Saab, qui avait été également un des premiers à développer cette technique dès 1978 sur sa 900, sera imité par l'autre suédois Volvo qui en équipera ses 240 puis 740, 760 et 480. En Angleterre, citons la Lotus Esprit turbo, la calamiteuse MG Turbo, la Montego Turbo et une éphémère Capri Turbo proposée officiellement par Ford. Au Japon, Mitsubishi sera aussi un défricheur puisqu'il offrira dès 1980 une Lancer Turbo 170 ch, suivie d'une Colt Turbo poussée à 105 ch. Nissan et Toyota suivront. Seul Honda, qui y viendra plus tard avec des versions City non exportées vers l'Europe, restera globalement fidèle au moteur atmosphérique à culasse multisoupapges ...

Saab 900 Turbo


La turbo voit rouge


En effet, à cette époque, deux écoles commencent à s'opposer. Le turbo est un accessoire qui permet à des moteurs roturiers de trouver des chevaux à bon compte. Un exemple : la R5 Alpine à l'antique bloc culbuté issu de la R8 développe quand même 105 ch, puissance qui ne peut être obtenue ces années là qu'au prix d'une belle sophistication mécanique (arbre à cames en tête, culasse 12 ou 16 soupapes) sur un moteur atmosphérique, une technique plus emblématique préférée par Honda ou Mercedes pour sa 190 2.3 Cosworth par exemple.

Mais l'introduction de le technique de l'injection et du refroidissement des paliers du turbo va accroître la fiabilité de celui-ci et supprimer quelques unes de ses grosses tares, en augmentant par là même son prix et son volume sous le capot, ce qui pose par ailleurs on s'en doute quelques problèmes et entraîne la naissance d'une prise d'air de refroidissement.

Par ailleurs, l'apparition d'une nouvelle fiscalité qui a vu le jour en 1978 a favorisé certainement l'éclosion du turbo en France.
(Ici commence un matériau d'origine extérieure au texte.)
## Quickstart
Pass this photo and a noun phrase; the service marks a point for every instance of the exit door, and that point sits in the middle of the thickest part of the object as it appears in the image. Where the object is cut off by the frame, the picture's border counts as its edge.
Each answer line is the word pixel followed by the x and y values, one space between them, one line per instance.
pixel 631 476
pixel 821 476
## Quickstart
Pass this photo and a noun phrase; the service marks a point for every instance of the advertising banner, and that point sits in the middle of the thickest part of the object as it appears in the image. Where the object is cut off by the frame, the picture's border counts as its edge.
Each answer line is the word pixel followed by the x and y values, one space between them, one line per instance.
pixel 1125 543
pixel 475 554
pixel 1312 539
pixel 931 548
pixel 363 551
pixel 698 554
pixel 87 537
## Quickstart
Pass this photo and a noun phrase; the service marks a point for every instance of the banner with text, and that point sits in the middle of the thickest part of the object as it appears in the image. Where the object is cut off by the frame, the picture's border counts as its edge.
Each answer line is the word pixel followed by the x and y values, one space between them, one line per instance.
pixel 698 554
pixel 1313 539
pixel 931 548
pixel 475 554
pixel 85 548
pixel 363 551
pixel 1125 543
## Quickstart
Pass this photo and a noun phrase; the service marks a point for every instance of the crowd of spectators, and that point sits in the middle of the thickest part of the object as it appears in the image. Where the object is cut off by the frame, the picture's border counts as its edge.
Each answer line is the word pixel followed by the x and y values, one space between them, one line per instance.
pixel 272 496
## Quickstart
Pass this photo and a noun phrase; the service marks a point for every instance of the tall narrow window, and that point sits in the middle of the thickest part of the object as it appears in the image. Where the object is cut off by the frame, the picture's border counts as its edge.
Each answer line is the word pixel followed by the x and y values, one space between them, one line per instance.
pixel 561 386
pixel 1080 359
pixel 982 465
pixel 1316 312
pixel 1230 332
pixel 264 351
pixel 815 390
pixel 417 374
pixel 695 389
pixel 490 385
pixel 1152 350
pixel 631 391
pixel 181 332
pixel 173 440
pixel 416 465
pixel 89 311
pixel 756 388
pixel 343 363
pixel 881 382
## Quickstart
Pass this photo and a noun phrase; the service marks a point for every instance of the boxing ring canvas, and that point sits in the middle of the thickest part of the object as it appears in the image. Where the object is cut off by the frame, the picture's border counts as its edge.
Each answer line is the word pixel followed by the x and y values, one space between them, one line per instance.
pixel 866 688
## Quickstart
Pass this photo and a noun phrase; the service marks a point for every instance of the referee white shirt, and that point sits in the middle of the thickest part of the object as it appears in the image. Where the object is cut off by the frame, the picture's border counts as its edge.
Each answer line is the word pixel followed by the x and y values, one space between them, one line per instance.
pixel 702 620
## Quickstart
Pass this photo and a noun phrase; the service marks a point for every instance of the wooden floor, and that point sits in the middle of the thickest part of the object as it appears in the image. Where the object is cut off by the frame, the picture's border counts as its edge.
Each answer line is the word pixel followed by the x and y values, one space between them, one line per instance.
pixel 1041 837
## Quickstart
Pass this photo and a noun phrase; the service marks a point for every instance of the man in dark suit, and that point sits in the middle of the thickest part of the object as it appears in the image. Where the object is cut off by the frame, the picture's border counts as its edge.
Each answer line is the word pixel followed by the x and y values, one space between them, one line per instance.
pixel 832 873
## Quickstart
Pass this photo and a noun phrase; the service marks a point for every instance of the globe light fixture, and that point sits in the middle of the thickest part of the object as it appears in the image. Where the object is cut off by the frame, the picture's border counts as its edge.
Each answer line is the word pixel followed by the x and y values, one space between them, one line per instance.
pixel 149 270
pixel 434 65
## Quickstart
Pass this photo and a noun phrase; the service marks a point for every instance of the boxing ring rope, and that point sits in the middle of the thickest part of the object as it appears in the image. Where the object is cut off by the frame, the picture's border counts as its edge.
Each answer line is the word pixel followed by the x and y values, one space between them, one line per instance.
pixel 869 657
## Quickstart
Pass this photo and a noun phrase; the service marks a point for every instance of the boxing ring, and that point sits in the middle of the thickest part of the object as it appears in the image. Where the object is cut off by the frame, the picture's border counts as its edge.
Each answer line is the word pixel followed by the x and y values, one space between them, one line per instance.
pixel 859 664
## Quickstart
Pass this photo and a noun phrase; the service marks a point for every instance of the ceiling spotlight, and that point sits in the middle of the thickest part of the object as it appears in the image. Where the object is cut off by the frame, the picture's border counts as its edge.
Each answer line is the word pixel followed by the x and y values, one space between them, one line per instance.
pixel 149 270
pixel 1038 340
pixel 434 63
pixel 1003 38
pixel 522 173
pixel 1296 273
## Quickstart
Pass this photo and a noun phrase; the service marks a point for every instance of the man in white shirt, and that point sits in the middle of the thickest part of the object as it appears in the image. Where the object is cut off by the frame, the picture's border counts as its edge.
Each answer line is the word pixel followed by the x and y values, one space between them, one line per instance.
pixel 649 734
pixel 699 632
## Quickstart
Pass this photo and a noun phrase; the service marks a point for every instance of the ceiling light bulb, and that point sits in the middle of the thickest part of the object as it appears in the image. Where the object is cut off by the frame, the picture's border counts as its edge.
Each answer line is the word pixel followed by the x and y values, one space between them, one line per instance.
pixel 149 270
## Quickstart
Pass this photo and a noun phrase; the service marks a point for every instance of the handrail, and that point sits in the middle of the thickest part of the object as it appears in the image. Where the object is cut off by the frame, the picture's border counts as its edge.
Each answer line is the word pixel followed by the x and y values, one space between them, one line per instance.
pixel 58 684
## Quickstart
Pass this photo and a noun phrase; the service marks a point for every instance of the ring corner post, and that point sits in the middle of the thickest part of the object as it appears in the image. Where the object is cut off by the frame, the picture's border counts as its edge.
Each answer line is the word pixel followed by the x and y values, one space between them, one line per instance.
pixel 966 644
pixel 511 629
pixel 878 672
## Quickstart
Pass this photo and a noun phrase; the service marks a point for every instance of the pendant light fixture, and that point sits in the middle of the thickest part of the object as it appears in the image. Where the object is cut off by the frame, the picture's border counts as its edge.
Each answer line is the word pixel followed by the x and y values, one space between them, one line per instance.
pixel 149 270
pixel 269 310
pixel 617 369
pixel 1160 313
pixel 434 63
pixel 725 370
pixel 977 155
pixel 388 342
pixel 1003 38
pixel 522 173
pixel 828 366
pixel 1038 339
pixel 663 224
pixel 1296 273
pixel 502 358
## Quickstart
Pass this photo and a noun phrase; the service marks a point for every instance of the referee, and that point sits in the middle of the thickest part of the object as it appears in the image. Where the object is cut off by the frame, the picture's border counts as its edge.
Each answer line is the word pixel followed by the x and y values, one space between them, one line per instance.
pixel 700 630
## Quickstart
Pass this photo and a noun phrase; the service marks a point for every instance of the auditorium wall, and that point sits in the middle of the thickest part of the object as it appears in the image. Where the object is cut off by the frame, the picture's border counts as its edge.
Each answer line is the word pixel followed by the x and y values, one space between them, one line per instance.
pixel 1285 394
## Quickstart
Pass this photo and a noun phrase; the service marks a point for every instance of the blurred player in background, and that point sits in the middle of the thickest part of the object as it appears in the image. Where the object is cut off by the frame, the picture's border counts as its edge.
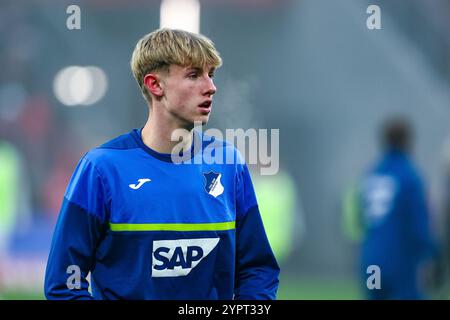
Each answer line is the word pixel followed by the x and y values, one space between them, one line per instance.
pixel 391 208
pixel 149 228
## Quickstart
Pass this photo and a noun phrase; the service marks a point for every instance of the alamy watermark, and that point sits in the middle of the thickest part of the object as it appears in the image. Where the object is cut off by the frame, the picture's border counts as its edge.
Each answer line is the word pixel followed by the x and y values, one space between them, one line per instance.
pixel 374 280
pixel 253 145
pixel 373 22
pixel 74 278
pixel 73 21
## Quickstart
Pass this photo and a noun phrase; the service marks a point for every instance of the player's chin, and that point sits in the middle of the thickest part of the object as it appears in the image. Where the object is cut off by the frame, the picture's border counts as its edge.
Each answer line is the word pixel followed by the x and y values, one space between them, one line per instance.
pixel 203 119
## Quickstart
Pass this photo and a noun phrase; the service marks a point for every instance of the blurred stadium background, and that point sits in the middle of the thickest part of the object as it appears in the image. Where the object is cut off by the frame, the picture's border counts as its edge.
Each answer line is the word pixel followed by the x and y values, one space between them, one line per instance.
pixel 310 68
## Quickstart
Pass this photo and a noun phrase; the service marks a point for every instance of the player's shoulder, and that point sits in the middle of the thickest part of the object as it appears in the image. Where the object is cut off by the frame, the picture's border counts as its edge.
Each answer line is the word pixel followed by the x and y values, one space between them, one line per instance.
pixel 109 149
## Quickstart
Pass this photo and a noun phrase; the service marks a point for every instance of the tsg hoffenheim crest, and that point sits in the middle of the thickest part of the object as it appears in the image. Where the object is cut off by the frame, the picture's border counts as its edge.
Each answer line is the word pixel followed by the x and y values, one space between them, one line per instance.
pixel 213 185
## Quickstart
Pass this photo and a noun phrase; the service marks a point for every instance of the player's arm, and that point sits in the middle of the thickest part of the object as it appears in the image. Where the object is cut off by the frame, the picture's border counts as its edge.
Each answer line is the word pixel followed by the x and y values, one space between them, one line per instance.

Celle-ci prenait en compte la longueur des rapports pour contraindre les constructeurs à proposer des véhicule qui " tiraient long ", synonyme d'économie d'énergie. Grâce à la puissance accrue et surtout au gain de couple, le moteur turbo supportait mieux des rapports très longs.

Mais les turbos avaient des vices. D'abord, à cause du principe de fonctionnement qui les portait au rouge, d'autant qu'ils étaient souvent placés dans un compartiment étriqué et peu refroidi pas prévu pour l'accueillir. Il était alors générateur d'incendie, une tare qui a longtemps caractérisé la R5 Turbo qui prenait feu facilement.

Renault 5 Turbo

On relevait aussi sur les voitures turbo compressées des autonomies ridicules, du moins pour celles qui avaient conservé le réservoir d'origine. La Mitsubishi Lancer Turbo vidait son réservoir en 200 km ! Comme il l'avait déjà fait sur sa R8 Gordini, Renault sera contrait d'ajouter un deuxième réservoir de 15 litres à sa R5 Turbo, car les 38 litres du principal n'étaient pas en osmose avec les 15 litres aux 100 exigés à vive allure.

A cela ajoutez la floraison des préparateurs qui proposaient des kits turbo adaptables sur toutes les voitures. C'était par exemple le cas d'Iresa qui vendait un kit 135 ch pour la Golf GTI, cela évidemment sans ouvrir le moteur aux compressions d'origine. Par charité, nous ne ferons qu'évoquer les peintures de capot qui brûlaient, les turbos éclatés, les blocs fendus par l'effort, les cliquetis à bas régimes ...


Souvenirs, souvenirs


Il y avait pas mal de mauvaises voitures à turbo dans les années 80, car étudiées certainement trop rapidement sur des bases de petites voitures dont l'harmonie était détruite par l'excès de puissance. On peut par exemple citer l'incroyable Nissan Sunny Turbo riche de 105 ch bien nourris, trop certainement pour le train roulant de 13 pouces qui était grosso modo celui de la version 60 ch. En 3ème, elle patinait, encore avec pour conséquence désagréable la disparition du pouvoir directionnel, de terribles effets de couple dans les bras et un freinage qui rendait vite les armes.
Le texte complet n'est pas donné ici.